This month, we'll focus on technologies that teach girls to code using games and devices.
Tiffany France (www.linkedin.com/pub/tiffany-france/10/932/629) talks to us about Raspberry Pi and Sonail Shetty (www.linkedin.com/in/sonalishetty) introduces Sphero .
Gamification techniques can quickly make traditionally boring, painful, otherwise mundane activities fun. The application of game mechanics in a non-game context is why we gleefully battle for mayorship of our favorite coffee shops on FourSquare, how our FitBits encourage us to climb more stairs, and how many boys and girls are now learning to code.

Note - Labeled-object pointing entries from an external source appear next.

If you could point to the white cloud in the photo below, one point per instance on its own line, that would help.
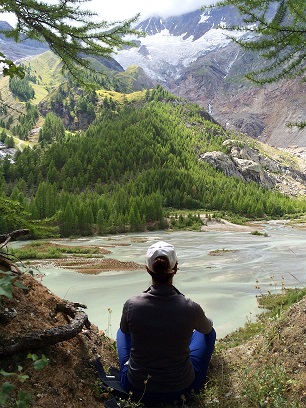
(122, 9)
(116, 10)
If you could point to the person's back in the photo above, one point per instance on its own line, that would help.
(156, 330)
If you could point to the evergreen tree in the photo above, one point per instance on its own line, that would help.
(70, 31)
(279, 29)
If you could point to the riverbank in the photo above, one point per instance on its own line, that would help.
(262, 364)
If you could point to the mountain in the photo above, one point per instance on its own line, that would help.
(17, 51)
(191, 56)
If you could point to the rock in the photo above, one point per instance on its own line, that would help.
(247, 163)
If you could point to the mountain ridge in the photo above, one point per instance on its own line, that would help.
(191, 56)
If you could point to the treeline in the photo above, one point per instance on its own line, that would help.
(129, 166)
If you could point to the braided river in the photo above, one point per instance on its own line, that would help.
(223, 271)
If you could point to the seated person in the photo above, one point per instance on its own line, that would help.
(165, 340)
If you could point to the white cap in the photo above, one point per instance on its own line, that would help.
(161, 248)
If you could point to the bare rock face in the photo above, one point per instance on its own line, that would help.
(248, 164)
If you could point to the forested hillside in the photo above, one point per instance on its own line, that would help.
(134, 162)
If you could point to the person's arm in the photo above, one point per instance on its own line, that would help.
(202, 323)
(124, 326)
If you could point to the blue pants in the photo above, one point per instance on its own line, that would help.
(201, 349)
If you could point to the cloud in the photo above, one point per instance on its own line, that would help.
(122, 9)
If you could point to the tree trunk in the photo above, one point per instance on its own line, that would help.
(50, 336)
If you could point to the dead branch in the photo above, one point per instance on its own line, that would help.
(48, 337)
(6, 238)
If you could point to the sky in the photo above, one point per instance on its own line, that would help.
(117, 10)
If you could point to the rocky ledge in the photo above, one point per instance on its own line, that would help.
(248, 163)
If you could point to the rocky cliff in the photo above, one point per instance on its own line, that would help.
(250, 164)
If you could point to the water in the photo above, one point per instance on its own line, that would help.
(224, 285)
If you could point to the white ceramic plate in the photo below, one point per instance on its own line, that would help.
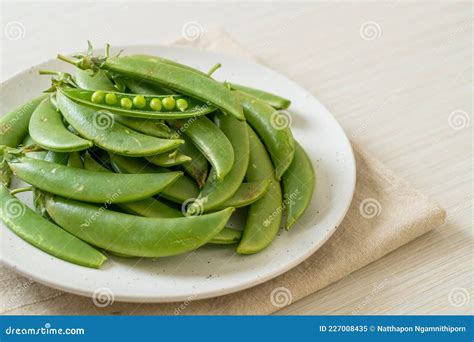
(210, 271)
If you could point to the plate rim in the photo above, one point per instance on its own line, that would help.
(203, 294)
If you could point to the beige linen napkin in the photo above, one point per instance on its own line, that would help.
(385, 214)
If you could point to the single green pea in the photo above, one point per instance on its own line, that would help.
(139, 101)
(182, 104)
(111, 99)
(98, 96)
(155, 104)
(169, 103)
(126, 103)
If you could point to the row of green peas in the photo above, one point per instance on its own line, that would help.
(139, 101)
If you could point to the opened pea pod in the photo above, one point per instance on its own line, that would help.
(139, 106)
(165, 74)
(100, 128)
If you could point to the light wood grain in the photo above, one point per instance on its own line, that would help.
(393, 95)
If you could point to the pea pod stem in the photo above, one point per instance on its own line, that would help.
(20, 190)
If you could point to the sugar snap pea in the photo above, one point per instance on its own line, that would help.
(5, 171)
(184, 188)
(198, 167)
(86, 79)
(141, 87)
(210, 140)
(166, 75)
(145, 207)
(100, 128)
(264, 216)
(75, 160)
(47, 130)
(298, 186)
(273, 100)
(90, 186)
(145, 108)
(14, 124)
(169, 159)
(246, 194)
(92, 165)
(155, 128)
(217, 191)
(276, 135)
(227, 236)
(152, 237)
(44, 234)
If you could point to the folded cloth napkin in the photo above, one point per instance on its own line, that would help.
(385, 214)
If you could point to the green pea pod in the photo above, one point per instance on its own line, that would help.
(169, 159)
(100, 128)
(152, 236)
(151, 207)
(227, 236)
(45, 235)
(166, 75)
(5, 171)
(210, 140)
(75, 160)
(184, 188)
(264, 216)
(273, 100)
(246, 194)
(216, 191)
(86, 98)
(298, 186)
(198, 167)
(38, 195)
(92, 165)
(143, 207)
(273, 128)
(88, 80)
(90, 186)
(47, 130)
(14, 124)
(155, 128)
(140, 87)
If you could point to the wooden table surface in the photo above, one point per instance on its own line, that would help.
(397, 76)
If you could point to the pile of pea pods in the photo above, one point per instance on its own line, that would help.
(140, 156)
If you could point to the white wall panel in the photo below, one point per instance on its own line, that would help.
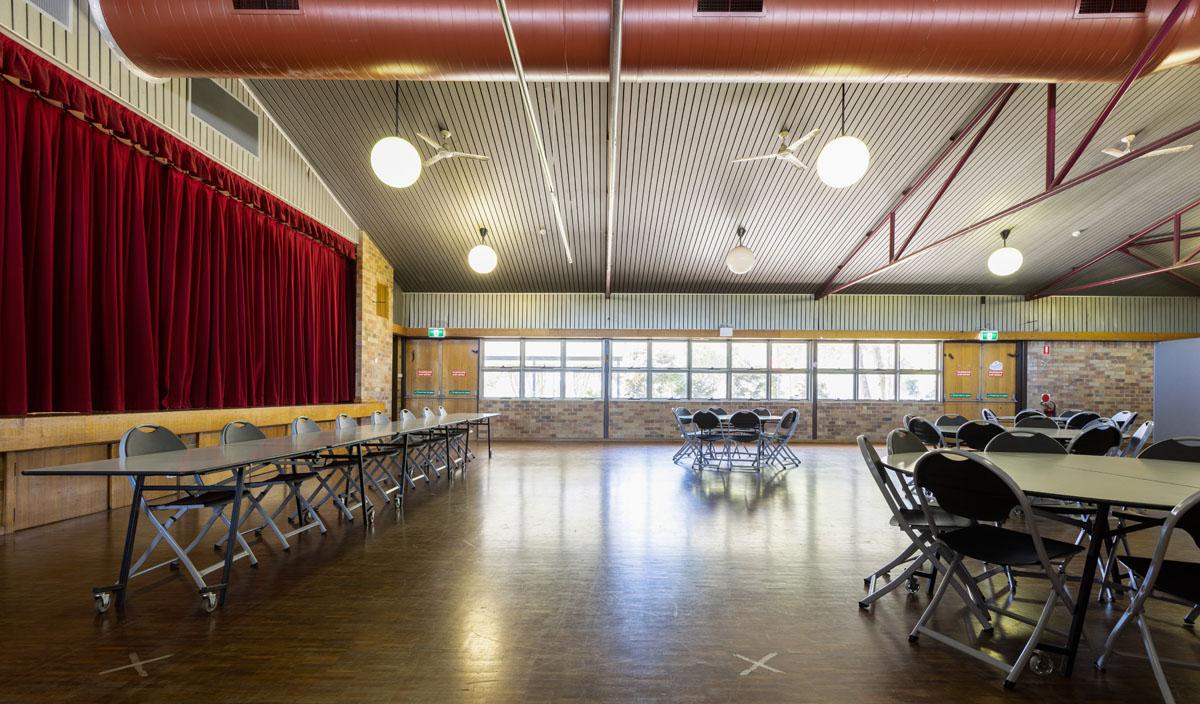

Raspberry Pi (http://www.raspberrypi.org) is a tiny, computer that plugs into a keyboard and your TV. Despite the size, this cute little computer can capably manage tasks such as spreadsheets, word processing, games. The creative uses for a simple, portable, and affordable computer are varied and at times surprising, but the impetus for the development of the Raspberry Pi and the main focus of the Foundation is to make it an affordable and workable tool to help kids all over the world learn to code.
Sphero (http://www.gosphero.com/ ) is a robot ball you control with your smart phone. With 20+ apps and a growing library, there are plenty of games for the whole family. What's really cool about Sphero though is how it's being used to teach programming and augment classroom education.